Children May Be Overtreated for Joint Pain Resulting from Infection


After a couple of weeks of relatively minor illnesses — an ear infection, which was treated, followed by a bout of diarrhea — a child’s new complaint about pain in her joints and difficulty walking has her parents worried enough to take her to the emergency room. When the doctor learns the child is having pain in her hip, he treats her aggressively on suspicion of septic arthritis, an infection in the joint that can be debilitating if left untreated for too long. The girl’s hip is punctured and drained, and she takes a full new round of antibiotics to knock out the infection.

But a different diagnosis requiring less aggressive treatment might have been more appropriate for the child in this scenario: reactive arthritis. According to a recent study published in JAMA Pediatrics, clinicians are underdiagnosing reactive arthritis associated with the bacterial infection Clostridium difficile in children. The study is noteworthy as the first epidemiological study of C. difficile-associated reactive arthritis. Prior research on this condition in both children and adults has consisted of case reports and series.

The researchers advise clinicians to remain attuned to signs of this rare but possible complication to help reduce misdiagnosis of septic arthritis and unwarranted excess treatment.

“In our study, in pediatric patients, involvement of the hip seemed to be more common in patients with C. difficile-associated reactive arthritis,” said the study’s senior author, Julia Sammons, MD, MSCE, hospital epidemiologist and medical director of the Department of Infection Prevention and Control at The Children’s Hospital of Philadelphia and assistant professor of Clinical Pediatrics at the Perelman School of Medicine at the University of Pennsylvania.

The choice to treat a child’s hip pain aggressively is understandable because septic arthritis is a serious clinical concern that should receive prompt treatment, Dr. Sammons said. However, in many cases like in the scenario above, children also have other symptoms that are better explained by reactive arthritis, which would warrant less intensive intervention.

One such sign is recent prior illness with diarrhea following antibiotic medications. This is a classic indicator of C. diffficile infection, a cause of gastrointestinal illness which tends to take hold opportunistically after people take antibiotics for other infections.

Another sign is pain in multiple joints. Reactive arthritis, an inflammatory response that can be triggered by infection as well as several other causes, commonly affects multiple joints, or migrates to affect different joints at different times. In contrast, septic arthritis is most often isolated to a single joint.

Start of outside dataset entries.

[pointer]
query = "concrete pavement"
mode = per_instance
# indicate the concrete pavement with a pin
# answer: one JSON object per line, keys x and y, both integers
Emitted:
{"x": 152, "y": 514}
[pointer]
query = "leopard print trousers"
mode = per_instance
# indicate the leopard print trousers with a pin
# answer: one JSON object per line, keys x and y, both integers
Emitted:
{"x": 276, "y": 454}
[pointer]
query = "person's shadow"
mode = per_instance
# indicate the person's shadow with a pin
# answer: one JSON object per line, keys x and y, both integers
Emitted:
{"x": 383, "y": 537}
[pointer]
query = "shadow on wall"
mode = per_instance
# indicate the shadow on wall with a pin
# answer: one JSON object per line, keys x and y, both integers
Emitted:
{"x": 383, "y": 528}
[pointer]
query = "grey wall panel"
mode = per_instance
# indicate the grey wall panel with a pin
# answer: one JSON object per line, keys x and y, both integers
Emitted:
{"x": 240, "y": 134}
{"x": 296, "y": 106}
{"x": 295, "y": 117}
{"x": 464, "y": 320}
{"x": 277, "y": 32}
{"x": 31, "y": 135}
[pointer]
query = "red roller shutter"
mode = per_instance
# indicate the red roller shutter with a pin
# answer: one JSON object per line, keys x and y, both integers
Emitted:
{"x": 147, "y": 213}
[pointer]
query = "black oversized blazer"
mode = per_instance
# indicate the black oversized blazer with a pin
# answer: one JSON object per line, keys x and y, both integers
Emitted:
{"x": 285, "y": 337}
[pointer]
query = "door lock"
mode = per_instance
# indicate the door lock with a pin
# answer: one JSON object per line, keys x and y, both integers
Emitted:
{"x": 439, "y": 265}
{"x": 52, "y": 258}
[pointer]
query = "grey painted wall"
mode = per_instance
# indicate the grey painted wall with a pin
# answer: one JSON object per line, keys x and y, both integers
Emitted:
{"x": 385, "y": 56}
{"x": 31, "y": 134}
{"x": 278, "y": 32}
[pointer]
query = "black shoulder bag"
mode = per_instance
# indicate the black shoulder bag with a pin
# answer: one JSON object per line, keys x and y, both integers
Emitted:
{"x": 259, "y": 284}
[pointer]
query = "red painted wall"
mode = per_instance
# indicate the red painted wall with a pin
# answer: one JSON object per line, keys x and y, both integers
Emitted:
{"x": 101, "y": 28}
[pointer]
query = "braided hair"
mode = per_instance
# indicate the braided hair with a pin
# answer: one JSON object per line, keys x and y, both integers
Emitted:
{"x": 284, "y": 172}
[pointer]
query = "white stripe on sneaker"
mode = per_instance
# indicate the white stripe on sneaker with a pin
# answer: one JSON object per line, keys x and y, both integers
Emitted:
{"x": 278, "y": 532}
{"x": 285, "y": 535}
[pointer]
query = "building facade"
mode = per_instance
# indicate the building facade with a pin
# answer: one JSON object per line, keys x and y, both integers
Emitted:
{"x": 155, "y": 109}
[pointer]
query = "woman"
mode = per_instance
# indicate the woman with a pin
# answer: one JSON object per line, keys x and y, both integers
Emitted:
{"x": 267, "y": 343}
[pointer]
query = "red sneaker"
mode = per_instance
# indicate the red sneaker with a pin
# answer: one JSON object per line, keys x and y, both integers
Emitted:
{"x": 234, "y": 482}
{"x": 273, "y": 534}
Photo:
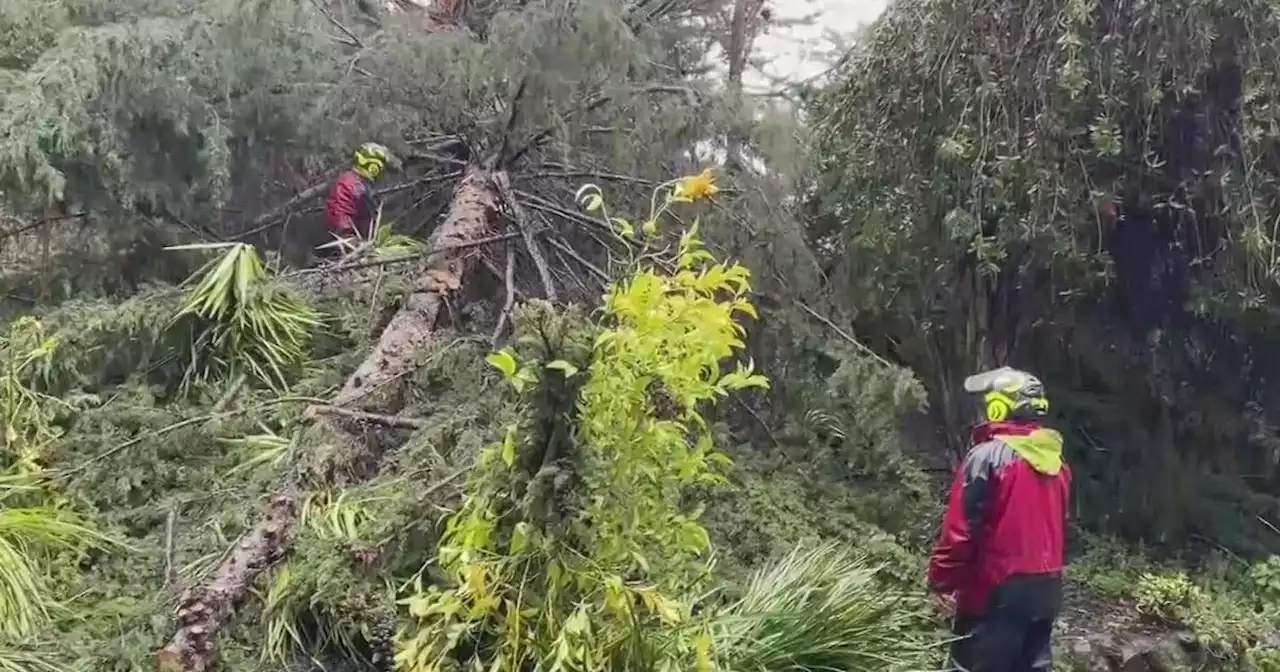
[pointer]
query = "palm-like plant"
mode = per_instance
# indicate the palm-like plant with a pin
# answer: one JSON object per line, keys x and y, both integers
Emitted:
{"x": 821, "y": 609}
{"x": 31, "y": 531}
{"x": 241, "y": 323}
{"x": 35, "y": 525}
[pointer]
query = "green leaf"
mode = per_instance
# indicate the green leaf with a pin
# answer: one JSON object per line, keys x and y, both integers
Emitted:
{"x": 503, "y": 361}
{"x": 561, "y": 365}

In nearly half of cases, Dr. Sammons and her colleagues found, clinicians treating children with these symptoms still suspected and even treated for septic arthritis, when perhaps a more cautious and watchful suspicion of C. difficile-associated reactive arthritis was needed.

Dr. Sammons and colleagues identified this trend by examining electronic health records from CHOP, Nemours A.I. DuPont Hospital for Children in Delaware, and Nemours Children’s Hospital in Florida to find cases in which children had confirmed cases of C. difficile infection and who had musculoskeletal symptoms within a period of weeks after their C. difficile infection. Reviewing those records in detail, they identified 26 cases in which the symptoms were consistent with reactive arthritis and there was no other documented possible cause for joint pain. They compared these cases to matched control cases of children with C. difficile infections but no musculoskeletal complaints.

In 12 of the 26 cases that the researchers presumed to be reactive arthritis, the clinicians treating the child suspected septic arthritis, despite symptoms suggestive of reactive arthritis such as pain in multiple joints and/or recent post-antibiotic diarrhea. In only nine of the 26 cases cases (35 percent) did the clinician treating the child actually attribute the symptoms as a side effect of C. difficile.

Since they comprehensively reviewed population-based data from multiple children’s hospitals, the researchers were able to describe common features of presumed cases, noting that most children had pain, swelling, and limited movement in multiple joints. A majority also reported joint pain that migrated to different joints. Compared to the control cases of patients who did not have musculoskeletal pain, the children with presumed cases of reactive arthritis were less likely to have underlying chronic health conditions.

The study data indicated that 1 to 2 percent of children infected with C. difficile may experience an associated case of reactive arthritis. The rate of the complication increased over the study period, consistent with a rise in C. difficile infection itself.

“This is an underdiagnosed but potentially morbid condition,” Dr. Sammons said. “Part of the takeaway message to clinicians is to consider the diagnosis of C. difficile-associated reactive arthritis in patients with a recent history of post-antibiotic diarrhea, particularly if they have multiple or migratory joint involvement, and in these patients to consider observation and supportive management rather than more aggressive intervention.”

Dr. Sammons credits the collaborative environment at CHOP and Penn for building the partnership needed to conduct this study. The first author, Daniel Horton, MD, MSCE, now a postdoctoral research fellow at Rutgers, was a former CHOP resident who approached Dr. Sammons with the idea for this study while pursuing a master’s degree in clinical epidemiology at Penn and a fellowship in rheumatology at A.I. DuPont.